Toen het feest weer hervat kon worden, kwamen al gauw twee agenten de trap op om hen tot stilte te manen. We nodigden ze vrolijk uit voor een drankje. Dat werd gemoedelijk weggelachen, maar vanaf dat moment viel de muziek stil.

    Na het weekeinde hoorde Pim in de straat een aantal buurtbewoners, voornamelijk dames, klagen over die lawaaierige studenten die erop los feestten. Meteen spoedde hij zich naar de naburige supermarkt, toen nog A&O. Daar werd hij aangesproken door een hem onbekende vrouw die hem geruststelde over de buurtreactie. Zij zijn ook jong geweest, gaf zij te verstaan. Dat beurde Pim behoorlijk op. Het is toch een kwestie van leven en laten leven, zolang zaken niet al te zeer uit de hand lopen, dacht hij. Af en toe een avondje losgaan tot in de kleine uurtjes moet toch kunnen.

(...)
   

Herman van der Meer was docent Engels aan de School voor de Journalistiek in Utrecht, waar hij ook zijn studie Engels met specialisatie Amerikaanse literatuur voltooide.

Tijdens zijn studie in de jaren zeventig was er, net als tegenwoordig, nogal wat gebrek aan studentenhuisvesting. Zijn verlangen naar betere woonomstandigheden en een betaalbare huur leidde ertoe dat hij maar liefst negen verschillende adressen afging tijdens zijn studententijd, acht in Utrecht en een ervan in de Verenigde Staten.

Al die adressen en leefomstandigheden spelen een rol in zijn autobiografische roman met Pim Schrijver als hoofdpersoon.
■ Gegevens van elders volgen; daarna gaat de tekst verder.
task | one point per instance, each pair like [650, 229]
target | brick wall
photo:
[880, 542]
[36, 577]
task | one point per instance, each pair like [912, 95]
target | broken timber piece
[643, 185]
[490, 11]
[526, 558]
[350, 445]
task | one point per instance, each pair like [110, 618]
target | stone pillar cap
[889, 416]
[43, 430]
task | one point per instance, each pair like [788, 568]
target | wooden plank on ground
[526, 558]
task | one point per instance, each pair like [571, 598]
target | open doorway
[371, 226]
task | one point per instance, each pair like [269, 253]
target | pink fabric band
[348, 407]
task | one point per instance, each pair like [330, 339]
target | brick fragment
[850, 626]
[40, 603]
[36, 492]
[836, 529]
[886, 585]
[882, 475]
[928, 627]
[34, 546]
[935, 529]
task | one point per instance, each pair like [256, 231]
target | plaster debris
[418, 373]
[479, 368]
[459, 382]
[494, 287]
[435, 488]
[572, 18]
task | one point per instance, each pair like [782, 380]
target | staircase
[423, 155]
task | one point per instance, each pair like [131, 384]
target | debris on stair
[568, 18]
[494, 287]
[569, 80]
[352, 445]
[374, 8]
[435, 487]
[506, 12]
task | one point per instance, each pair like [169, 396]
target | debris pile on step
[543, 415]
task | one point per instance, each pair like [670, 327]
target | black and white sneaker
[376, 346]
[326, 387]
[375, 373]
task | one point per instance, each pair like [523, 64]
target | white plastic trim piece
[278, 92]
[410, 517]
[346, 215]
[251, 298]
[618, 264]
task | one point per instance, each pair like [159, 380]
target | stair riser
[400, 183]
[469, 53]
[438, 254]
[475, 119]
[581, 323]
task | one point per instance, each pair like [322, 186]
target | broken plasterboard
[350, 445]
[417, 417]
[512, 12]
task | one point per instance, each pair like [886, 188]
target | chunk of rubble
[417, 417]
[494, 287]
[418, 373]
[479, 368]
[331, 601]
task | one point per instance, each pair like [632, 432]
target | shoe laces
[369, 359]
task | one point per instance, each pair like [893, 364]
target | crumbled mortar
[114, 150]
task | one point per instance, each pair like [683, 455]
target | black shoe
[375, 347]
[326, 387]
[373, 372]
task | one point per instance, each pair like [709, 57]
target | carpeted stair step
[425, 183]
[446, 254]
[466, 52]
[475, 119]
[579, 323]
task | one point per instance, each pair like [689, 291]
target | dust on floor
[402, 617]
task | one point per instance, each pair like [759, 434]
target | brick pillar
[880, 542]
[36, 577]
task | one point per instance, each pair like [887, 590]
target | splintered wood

In die tijd voetbalde hij bij Hercules, speelde badminton bij DVS en deed mee aan prestatieloopjes om uiteindelijk met marathons te eindigen.

Als gepensioneerd docent schrijft hij blogs en boeken (dit is zijn derde), trekt baantjes in het zwembad, leest romans en non-fictie in het Engels, Italiaans en Nederlands, werkt met zijn partner in de moestuin aan de rand van de stad, reist in binnen- en buitenland en is sinds kort lid van een leesclub.